While the Kmeans clustering does not do a perfect job of clusting the age and bmi vs. charges data, it improved my regressor significantly. With and and R$^2$ of 0.96 on the testing set, this model is about as accurate as it can get.

## 5 Conclusions

In this project, a simulated medical insurance dataset was analyzed and used to develop a predictive model. Upon initial inspection, the data was found to be clean and tidy, with one hot encoding being the only feature manipulation required prior to model deployment. Of the six predictor features (age, bmi, sex, smoker status and region), age, bmi and smoker status were found to be the most influential on the outcome feature of charges paid. 

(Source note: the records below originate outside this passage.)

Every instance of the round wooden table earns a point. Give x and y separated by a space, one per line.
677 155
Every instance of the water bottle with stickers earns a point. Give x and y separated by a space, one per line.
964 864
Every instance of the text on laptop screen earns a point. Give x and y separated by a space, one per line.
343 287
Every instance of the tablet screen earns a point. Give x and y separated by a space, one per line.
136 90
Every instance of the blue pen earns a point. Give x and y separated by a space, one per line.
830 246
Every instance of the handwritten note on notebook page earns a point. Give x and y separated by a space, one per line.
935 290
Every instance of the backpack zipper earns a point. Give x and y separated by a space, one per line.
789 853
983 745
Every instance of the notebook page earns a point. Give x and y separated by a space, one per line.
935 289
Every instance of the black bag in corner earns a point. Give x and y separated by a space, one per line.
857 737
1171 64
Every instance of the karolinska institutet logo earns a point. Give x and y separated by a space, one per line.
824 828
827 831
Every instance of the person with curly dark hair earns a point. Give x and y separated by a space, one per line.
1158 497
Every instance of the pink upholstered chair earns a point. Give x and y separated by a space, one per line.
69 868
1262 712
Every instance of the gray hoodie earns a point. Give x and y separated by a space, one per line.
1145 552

A first attempt at training a Support Vector regressor resulted in a model completely incapable of predicting the training data and test data. A random forest regressor was found to be more appropriate. Using a five-fold cross-validation grid search resulted in an optimal random forest regressor with a max depth of 4. This regressor produced predicted insurances costs with a correlation coefficient of R$^2$ = 0.86 when compared to the test set outcomes. The model was then improved by added learned KMeans clustering labels to the dataset. The new max depth was found to be 5 and corresponded to an R$^2$ of 0.96.